I’ll tell you a great relieving feeling of my life. It comes from stories non-straight friends have shared, as well as stories from non-straight people I’ve read. They tell me of being raised in a mostly straight world, expected to be straight.
Everyone’s story is unique, but several have shared of realizing they never were straight. They may have gone through the motions and even felt it at times, but they never were.
That experience resonates with my being raised in a predominantly religious world, expected to be religious. I had to go to Jewish day school every school day from kindergarten through sixth grade, then Sunday school for years later, was brought to synagogue many Saturdays and holidays, and was forced to participate in holiday events at home. After my mom remarried, we also put up Christmas trees and stockings, painted and hunted Easter eggs, and other Christian holiday traditions.
I never believed in the supernatural. I may have gone through the motions and felt it at times, but never was. I think Christopher Hitchens called forcing religion on a child too young to consent abuse. I wouldn’t go so far, but I understand where he (or whoever said it) is coming from.
My not appreciating the supernatural being imposed on me doesn’t mean I can’t appreciate consenting adults enjoying it. However much I’ve forgotten about Judaism, I learned plenty, I think enough to understand the appeal to many people who practice it or identify with it even if they don’t practice it.
Living in a predominantly Christian nation, I mostly learned about that religion through it permeating my culture all the time.
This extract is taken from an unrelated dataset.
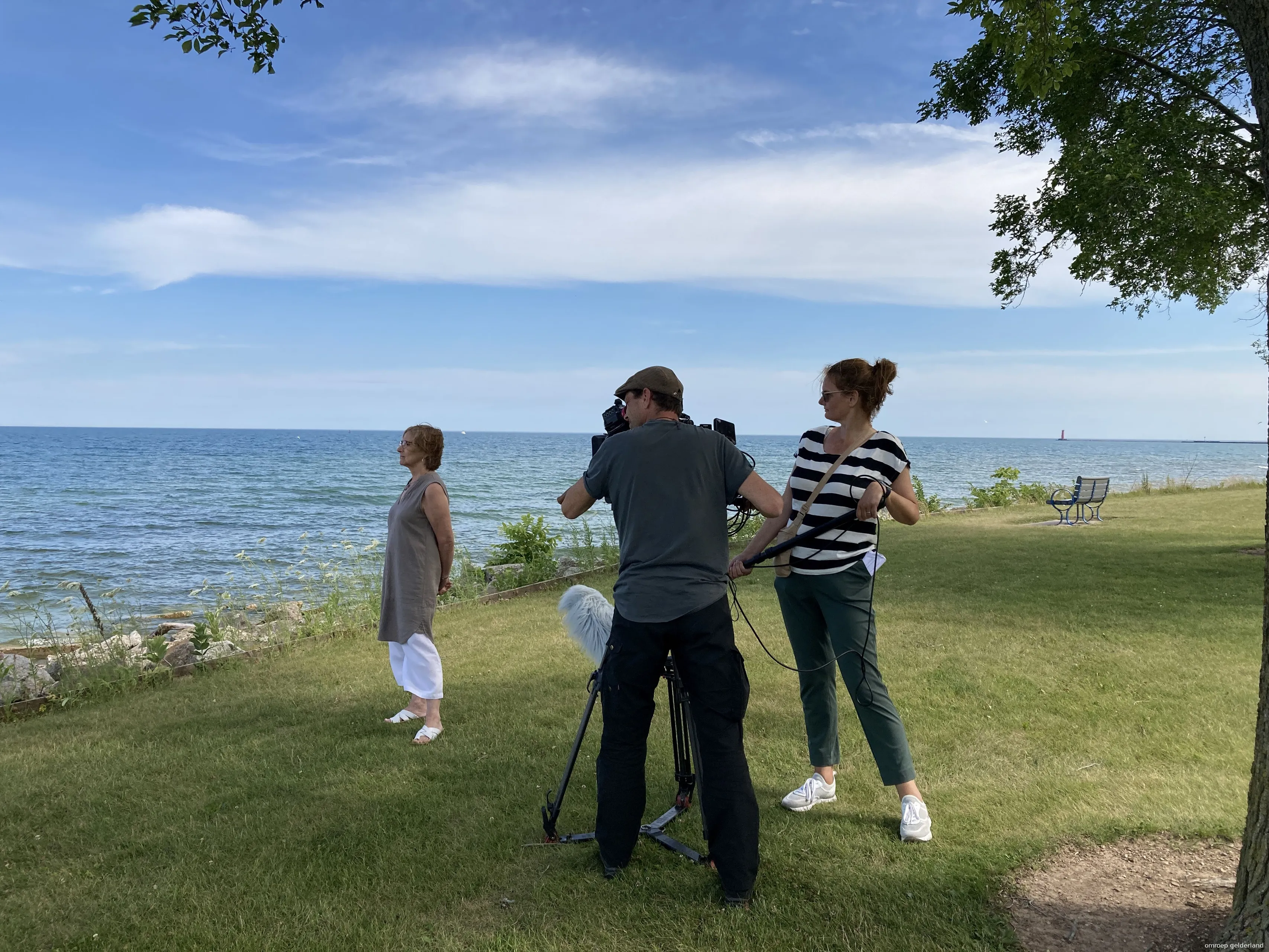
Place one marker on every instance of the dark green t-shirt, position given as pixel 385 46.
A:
pixel 669 484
My sustainability leadership work has led to long, meaningful conversations with evangelicals. I realized I’ve barely read their Bible, despite hearing it quoted or alluded to weekly to daily. You can hear my conversations with some on the podcast:
- Michael Carlino
- Eric Metaxas
- Brent Suter
- Jonathan Hardesty
- Colonel Mark Read
- Scott Hardin-Nieri
- Doctor Reverend Ambrose Carroll, senior
- Blake Haxton
I’ve learned a lot of Buddhism through my several ten-day silent Vipassana retreats, and many more shorter ones. I’ve meditated every other day for years. I recently read Old Path White Clouds by Thich Nhat Hanh. But I haven’t researched Christianity as much.
I want to understand my community and neighbors better so I started reading the Christian Bible. Or more accurately, listening to it, there being no shortage of people who recorded spoken versions online. I’m still following my commitment this year not to have a screen on while I eat, but I’m allowing listening with the screen off.
It’s a lot more accessible than the Torah. I decided to post the parts I’ve listened to here. I’ll keep adding to it so if you come to this post long after its posting day, you’ll probably see the full series of videos. I’m not endorsing nor recommending nor discouraging. I’m just documenting one of my projects. In some ways, I’m surprised I didn’t read or listen to it before.
I’m not listening in order. I’ve asked for recommendations to start, not having known much of its structure at the time, and I couldn’t help jumping to Revelation. Now I’m seeing that structure. I’m curious how King James or other versions sound. So far, I can see why people read and listen to it many times. I’ve also watched a bunch of commentaries and read many Wikipedia pages.